Analysis of 65 studies from 19 countries reveals COVID immunity levels after infection

'You can get immunity through infection, but it runs the risk...'
COVID Tests Generic Positive
Posted at 7:00 AM, Feb 18, 2023

Nearly three years into the COVID-19 pandemic, the virus is still evolving, and new research shows just how much immunity we're getting after being infected.

Those two little lines that show a positive COVID test can cause plenty of anxiety, but researchers say COVID infections are giving a good deal of protection too.

“Infection gives you a lot of immunity. I think that's the high-level message, particularly for severe disease and death,” Chris Murray, Director of Institute for Health Metrics and Evaluation at the University of Washington, said.

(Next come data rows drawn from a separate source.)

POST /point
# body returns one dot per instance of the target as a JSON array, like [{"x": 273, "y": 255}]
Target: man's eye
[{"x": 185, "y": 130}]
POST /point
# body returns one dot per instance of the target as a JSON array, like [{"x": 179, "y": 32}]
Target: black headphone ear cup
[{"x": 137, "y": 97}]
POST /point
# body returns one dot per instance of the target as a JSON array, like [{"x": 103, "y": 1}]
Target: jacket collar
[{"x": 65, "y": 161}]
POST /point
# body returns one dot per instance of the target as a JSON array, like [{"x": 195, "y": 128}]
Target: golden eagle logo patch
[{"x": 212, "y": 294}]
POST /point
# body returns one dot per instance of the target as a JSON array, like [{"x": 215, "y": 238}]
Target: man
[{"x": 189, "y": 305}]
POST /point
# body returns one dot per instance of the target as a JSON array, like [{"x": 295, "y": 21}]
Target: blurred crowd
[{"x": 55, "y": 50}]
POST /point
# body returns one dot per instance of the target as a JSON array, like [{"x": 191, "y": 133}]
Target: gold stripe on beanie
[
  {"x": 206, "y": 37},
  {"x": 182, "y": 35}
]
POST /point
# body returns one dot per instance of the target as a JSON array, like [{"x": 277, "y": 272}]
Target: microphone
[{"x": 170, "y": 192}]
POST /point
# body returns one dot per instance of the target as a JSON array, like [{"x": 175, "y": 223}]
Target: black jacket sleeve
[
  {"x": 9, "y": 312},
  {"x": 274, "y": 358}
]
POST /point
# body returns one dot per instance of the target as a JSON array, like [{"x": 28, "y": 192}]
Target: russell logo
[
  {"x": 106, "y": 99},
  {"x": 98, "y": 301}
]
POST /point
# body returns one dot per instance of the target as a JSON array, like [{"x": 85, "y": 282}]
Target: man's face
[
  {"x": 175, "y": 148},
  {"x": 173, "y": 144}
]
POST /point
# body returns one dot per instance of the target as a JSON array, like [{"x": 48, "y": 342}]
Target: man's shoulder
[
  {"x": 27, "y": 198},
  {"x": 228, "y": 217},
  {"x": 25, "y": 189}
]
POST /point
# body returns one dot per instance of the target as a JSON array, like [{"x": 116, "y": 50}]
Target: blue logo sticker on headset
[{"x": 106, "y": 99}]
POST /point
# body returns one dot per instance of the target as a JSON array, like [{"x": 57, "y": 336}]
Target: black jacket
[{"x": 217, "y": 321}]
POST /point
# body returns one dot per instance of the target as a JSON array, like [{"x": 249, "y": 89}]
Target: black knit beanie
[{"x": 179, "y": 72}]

The study from IHME at the University of Washington finds natural immunity is strong and long-lasting for people infected with COVID-19 at least once before, giving them up to ten months of protection from re-infection or serious illness. It also lowers their risk of hospitalization and death by 88 percent.

It’s the most comprehensive analysis yet on COVID immunity. Researchers looked at 65 studies from 19 countries up until September of last year. They found people with natural immunity from a pre-Omicron variant saw their protection against re-infection wear off more quickly.

“That protection, particularly for infection, dropped a lot for Omicron, so we're down around about 50 percent protection for infection,” Murray explained.

While findings showed a COVID infection gives similar immunity to a double dose of COVID vaccine, researchers say getting a jab is still the easiest way to protect yourself.

“You can get immunity through infection, but it runs the risk that you're gonna be one of those cases that can affect all age groups actually, where you have a bad outcome, you are hospitalized, or you could even die," Murray said.

Researchers add that COVID isn’t going away and say as the virus evolves, vigilance against another variant is crucial.

The Centers for Disease Control and Prevention says the U.S. is still seeing an average of more than 40,000 new COVID-19 cases every day.